Gas and wind have taken coal's place, not least in Victoria. Origin's new 550-megawatt (million watt) gas-fired plant is about to come on stream in Mortlake. An hour west, AGL is building Australia's biggest wind farm (420 MW) at Macarthur. The switch from coal is not costless - the commission cites estimates by the Electric Power Research Institute that gas costs roughly 10 per cent more than coal, but wind roughly twice as much - but it will cost us far less than the upgraded transmission system, smart meters and solar subsidies that are now driving up power bills.
The wind stations are being built to comply with the federal government's renewable energy target. The commission estimates that even the best renewable projects will cost us $37 for every tonne of greenhouse gas emissions they save, whereas Europe's emissions trading scheme is doing the job for $20 a tonne in Germany, and $29 in the UK. Its core conclusion is clear: the most efficient path to reduce carbon emissions is to allow the market to find the cheapest ways to bring them down.
Australia's tragedy is that, for purely political reasons, the Coalition has now locked itself into turning its back on the market, and rejecting emissions trading, or the carbon tax that would lead into it. It plans to reduce emissions by paying producers to take ''direct action'' - yet the commission's finding is that direct action is the most costly policy of all.
It focuses on two examples: the incentives for Australians (and overseas households) to put solar panels on their roofs, and laws requiring biofuels such as ethanol to be added to petrol. It estimates that ''excessive'' federal subsidies and state feed-in tariffs mean taxpayers and consumers are paying between $431 and $1043 for every tonne of greenhouse gas emissions saved. It estimates the same cuts could have been achieved by a carbon price of $9 a tonne.
Biofuels were another idea that looked attractive, if you ignore the price tag. The commission estimates the cost in Australia at $532 per tonne of emissions saved by using ethanol, and $186 a tonne from biodiesel. At least that's better than China, where it estimates the biofuels program has actually increased emissions. No doubt you could argue with the numbers, but the conclusion is unavoidable: these schemes deliver very poor value for money.

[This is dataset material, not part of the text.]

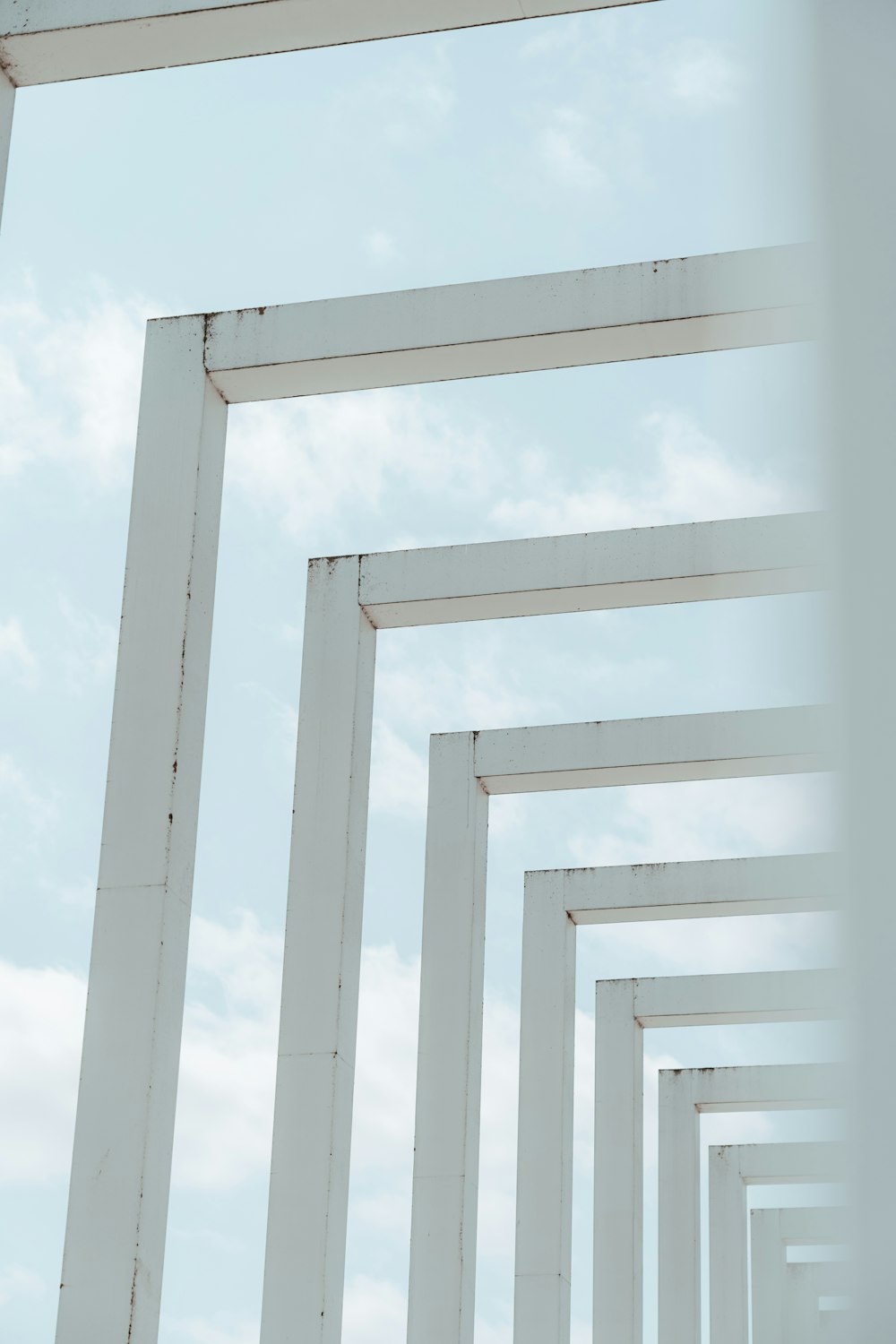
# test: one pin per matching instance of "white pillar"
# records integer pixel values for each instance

Tony Abbott should read this report, and think hard about what it is telling him to do if he becomes prime minister. The Coalition needs to find a way back to trusting the market. The task ahead is colossal: both parties have committed to reduce Australia's emissions by 2020 to 5 per cent below 2000 levels, yet to get there would require us to cut emissions by almost 25 per cent in eight years from the current trajectory. Mickey Mouse schemes won't do it.
The bottom line is that change is inevitable, but it can be cheap. For most of us, it means using commonsense around the home: switching off lights not in use, wearing warm clothes in winter and opening up to the breeze in summer, buying energy-efficient cars and appliances, keeping tyres full of air, all that stuff.
Change is what this is about. Embrace it, and it'll cost less than you think.